Coal seam gas (CGS) extraction, which the Government’s announcement yesterday should only have a marginal/negligible impact on (Mining buffer ‘doesn’t go far enough’) will be one of the big drivers of Queensland’s economic growth in the next few years. And the prosperity will be shared around the State with flow-on impacts to other industries, such as the building industry in Toowoomba ($57m deal boost to job market):
A $57million contract that will create 230 Toowoomba jobs has come at a perfect time for Cambooya carpenter Jason White.
The Hutchinson Builders Toowoomba carpentry supervisor said the announcement of the contract between his employers and gas company QGC came as a huge relief to him and his partner Naomi Davidson.
Under the deal, 1286 accommodation units will be constructed to house workers at Surat Basin sites Ruby and Woleebee Ck.
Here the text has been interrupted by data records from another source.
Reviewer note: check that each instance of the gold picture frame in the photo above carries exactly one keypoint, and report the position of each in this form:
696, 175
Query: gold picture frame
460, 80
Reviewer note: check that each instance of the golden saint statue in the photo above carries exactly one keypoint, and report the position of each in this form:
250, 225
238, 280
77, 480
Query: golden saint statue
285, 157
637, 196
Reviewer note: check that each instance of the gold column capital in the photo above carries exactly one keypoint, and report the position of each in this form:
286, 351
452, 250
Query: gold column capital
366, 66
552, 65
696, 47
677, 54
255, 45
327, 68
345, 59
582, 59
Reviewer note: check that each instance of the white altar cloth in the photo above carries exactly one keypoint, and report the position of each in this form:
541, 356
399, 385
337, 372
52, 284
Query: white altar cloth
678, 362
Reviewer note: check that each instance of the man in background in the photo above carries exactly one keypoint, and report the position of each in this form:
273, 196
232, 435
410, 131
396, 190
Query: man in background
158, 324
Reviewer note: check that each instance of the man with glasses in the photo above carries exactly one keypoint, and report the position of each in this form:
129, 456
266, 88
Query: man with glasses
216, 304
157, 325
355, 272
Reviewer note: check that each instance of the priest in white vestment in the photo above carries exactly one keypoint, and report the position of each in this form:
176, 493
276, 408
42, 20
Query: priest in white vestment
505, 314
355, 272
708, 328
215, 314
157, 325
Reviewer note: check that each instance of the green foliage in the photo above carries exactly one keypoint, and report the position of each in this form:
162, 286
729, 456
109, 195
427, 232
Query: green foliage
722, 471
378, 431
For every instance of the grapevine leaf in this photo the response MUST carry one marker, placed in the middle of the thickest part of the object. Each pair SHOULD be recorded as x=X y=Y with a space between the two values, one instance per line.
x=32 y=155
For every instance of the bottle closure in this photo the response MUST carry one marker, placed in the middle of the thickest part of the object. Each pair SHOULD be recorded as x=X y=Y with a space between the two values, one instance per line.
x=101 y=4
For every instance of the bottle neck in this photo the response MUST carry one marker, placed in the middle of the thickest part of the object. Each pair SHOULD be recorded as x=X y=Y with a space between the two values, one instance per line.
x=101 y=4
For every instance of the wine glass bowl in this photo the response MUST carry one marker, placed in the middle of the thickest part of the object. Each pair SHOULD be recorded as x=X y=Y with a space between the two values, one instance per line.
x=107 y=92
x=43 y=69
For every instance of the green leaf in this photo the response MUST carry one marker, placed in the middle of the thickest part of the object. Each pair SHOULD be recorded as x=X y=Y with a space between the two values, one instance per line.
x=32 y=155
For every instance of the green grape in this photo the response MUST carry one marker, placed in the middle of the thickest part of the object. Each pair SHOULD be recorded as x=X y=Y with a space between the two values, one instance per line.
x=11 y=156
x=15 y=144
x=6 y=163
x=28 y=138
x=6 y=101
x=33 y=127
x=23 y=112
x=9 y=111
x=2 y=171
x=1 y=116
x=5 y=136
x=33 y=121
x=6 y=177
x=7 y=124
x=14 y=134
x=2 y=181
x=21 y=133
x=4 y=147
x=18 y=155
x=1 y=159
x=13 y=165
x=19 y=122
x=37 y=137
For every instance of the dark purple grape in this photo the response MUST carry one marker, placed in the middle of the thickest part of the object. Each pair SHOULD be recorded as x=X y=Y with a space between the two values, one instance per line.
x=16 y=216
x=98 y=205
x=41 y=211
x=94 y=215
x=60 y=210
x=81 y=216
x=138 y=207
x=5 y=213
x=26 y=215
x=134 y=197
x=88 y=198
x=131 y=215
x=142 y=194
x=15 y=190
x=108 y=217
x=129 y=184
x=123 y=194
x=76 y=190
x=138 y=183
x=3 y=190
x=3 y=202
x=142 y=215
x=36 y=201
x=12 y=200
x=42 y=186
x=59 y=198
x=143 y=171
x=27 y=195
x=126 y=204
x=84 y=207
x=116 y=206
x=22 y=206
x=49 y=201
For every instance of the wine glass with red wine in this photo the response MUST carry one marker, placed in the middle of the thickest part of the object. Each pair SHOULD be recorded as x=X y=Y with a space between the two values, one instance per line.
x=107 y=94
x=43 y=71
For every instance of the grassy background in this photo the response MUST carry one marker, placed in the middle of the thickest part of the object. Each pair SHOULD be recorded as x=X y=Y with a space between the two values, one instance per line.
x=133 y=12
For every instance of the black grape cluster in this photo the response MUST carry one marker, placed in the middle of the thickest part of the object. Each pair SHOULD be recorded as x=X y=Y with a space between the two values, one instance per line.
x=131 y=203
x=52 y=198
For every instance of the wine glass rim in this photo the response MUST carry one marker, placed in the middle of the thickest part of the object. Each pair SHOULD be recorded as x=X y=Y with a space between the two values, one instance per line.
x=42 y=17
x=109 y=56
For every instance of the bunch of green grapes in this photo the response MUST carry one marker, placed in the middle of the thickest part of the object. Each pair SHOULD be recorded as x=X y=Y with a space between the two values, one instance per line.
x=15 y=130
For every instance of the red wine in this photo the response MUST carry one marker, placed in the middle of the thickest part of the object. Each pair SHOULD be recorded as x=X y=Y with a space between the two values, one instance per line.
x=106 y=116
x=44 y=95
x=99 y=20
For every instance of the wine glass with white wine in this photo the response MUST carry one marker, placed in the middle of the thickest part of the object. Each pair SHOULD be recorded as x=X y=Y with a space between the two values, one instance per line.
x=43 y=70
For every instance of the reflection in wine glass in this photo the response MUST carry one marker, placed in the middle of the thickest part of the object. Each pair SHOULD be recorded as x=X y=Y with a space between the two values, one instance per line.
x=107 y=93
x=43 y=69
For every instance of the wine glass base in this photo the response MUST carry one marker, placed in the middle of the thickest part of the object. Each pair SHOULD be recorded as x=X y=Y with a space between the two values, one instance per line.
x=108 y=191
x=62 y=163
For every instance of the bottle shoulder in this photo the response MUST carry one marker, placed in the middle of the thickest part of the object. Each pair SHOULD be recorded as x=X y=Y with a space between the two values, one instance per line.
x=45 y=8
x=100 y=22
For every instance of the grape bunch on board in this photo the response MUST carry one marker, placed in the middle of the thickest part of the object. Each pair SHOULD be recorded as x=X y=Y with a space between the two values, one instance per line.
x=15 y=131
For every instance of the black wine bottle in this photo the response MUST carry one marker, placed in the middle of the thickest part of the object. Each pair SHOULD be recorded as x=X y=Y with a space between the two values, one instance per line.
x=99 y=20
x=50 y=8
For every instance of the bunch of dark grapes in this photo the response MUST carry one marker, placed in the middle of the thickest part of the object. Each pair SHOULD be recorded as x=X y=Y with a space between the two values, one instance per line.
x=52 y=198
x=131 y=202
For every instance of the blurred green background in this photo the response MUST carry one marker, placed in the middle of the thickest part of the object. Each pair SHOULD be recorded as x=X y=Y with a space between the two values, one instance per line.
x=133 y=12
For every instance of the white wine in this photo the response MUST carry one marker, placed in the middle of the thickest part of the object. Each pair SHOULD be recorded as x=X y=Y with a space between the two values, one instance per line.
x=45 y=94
The single person accommodation unit, colloquially known as a donga, is a defining feature of the current resources boom. With all the new development in the Surat basin, the number of fly-in, fly-out (FIFO) or drive-in, drive-out (DIDO) workers must soon be approaching 5,000 people or around 10% of the region’s population (i.e. somewhere near the proportion in the Bowen basin). These FIFO/DIDO workers include not only miners but people in other industries benefiting from the boom (e.g. Mine sex work a hot bed of controversy). It’s time for OESR to update its Surat Basin Population Report so we can fully understand the economic and social impacts of these important developments.